La vie meilleure – Etienne Kern

Etienne Kern a le goût des personnages passionnés, peut être le goût des perdants Dans son premier roman : l’envolé  il s’était attaché au destin tragique d’un inventeur de parachute, héros malheureux des débuts de l’aviation. Dans son deuxième roman: La vie meilleure c’est au personnage d’Emile Coué qu’il s’intéresse. Celui-ci n’est pas vraiment inconnu puisque tout le monde peut citer “la méthode Coué” avec ironie. Mais on ne sait plus que l’inventeur de la fameuse méthode a joui en son temps d’une véritable gloire internationale.
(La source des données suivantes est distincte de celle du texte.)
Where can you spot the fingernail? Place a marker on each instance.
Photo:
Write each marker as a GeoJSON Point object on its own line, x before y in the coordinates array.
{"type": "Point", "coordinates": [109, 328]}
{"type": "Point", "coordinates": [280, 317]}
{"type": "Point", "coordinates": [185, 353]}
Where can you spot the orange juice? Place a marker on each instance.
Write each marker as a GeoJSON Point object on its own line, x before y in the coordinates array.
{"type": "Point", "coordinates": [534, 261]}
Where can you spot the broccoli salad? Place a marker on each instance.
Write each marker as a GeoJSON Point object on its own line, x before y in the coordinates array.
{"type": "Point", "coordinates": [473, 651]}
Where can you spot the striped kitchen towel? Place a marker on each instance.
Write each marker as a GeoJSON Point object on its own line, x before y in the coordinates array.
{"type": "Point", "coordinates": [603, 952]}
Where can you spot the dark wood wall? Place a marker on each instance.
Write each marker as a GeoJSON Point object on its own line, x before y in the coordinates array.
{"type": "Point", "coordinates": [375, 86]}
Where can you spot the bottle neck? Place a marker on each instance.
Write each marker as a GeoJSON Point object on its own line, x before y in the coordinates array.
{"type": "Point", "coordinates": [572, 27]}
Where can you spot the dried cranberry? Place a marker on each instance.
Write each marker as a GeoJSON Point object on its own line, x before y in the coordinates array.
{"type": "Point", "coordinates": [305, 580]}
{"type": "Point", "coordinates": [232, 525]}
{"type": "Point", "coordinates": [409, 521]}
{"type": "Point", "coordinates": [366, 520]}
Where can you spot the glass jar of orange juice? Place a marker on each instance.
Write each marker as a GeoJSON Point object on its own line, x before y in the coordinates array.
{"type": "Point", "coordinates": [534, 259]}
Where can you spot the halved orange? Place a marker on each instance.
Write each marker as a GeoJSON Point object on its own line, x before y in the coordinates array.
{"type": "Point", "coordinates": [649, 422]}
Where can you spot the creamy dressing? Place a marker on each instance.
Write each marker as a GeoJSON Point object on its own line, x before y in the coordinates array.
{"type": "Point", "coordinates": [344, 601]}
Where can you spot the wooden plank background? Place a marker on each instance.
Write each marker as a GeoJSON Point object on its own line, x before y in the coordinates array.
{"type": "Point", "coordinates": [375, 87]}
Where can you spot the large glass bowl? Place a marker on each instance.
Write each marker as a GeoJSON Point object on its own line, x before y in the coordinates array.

On suit donc dans ce roman biographique l’enfance,  les débuts professionnels d’Emile qui devient pharmacien à Troyes à la fin du 19ème siècle puis sa réussite étonnante.  Un homme doux, tout sourire qui comprend peu à peu qu’il faut parfois dire aux gens ce qu’ils ont envie d’entendre, leur affirmer qu’ils ne sont pas vraiment malades, qu’ils peuvent avoir “une vie meilleure”.  Le poids des mots, le pouvoir de l’imagination, l’autosuggestion, notre pharmacien va en faire son domaine d’observation et sa pratique.

Le narrateur est un conteur habile qui sait inventer son personnage à partir des quelques documents dont il dispose. Il en fait un homme passionné, convaincu  et qui adore convaincre, trois ou quatre clients dans l’arrière-boutique de la pharmacie puis des salles pleines. Rien ne l’arrête, ni l’usage des placébos, ni les essais d’hypnose ni les phrases miracles; Il veut améliorer la vie des gens grâce à sa méthode de mieux en mieux définie.. Rarement découragé, infatigable,  opiniâtre et enjoué il sera bientôt adulé par le public.

Parallèlement à ce parcours unique, l’écrivain mêle à son récit des éléments plus personnels voire autobiographiques. Il parle à la première personne de la genèse de son livre, de ses déplacements sur les lieux où ont vécu Emile et sa tendre Lucie comme pour les rendre plus présents. Il nous fait ainsi partager les étapes de son enquête. Et puis il évoque des proches qui lui ont été chers, Irène surtout que la vie n’a pas épargnée mais qui a toujours su garder le sourire et trouver la joie dans son quotidien… Des clins d’œil entre le passé et le présent qui densifient la lecture.

Et finalement que penser de ce pharmacien aux mille formules? Fut-il un psychologue éclairé, un charlatan, un précurseur, un illuminé? A chacun sa réponse mais il paraît difficile de résister totalement au fascinant personnage que nous présente ici Etienne Kern.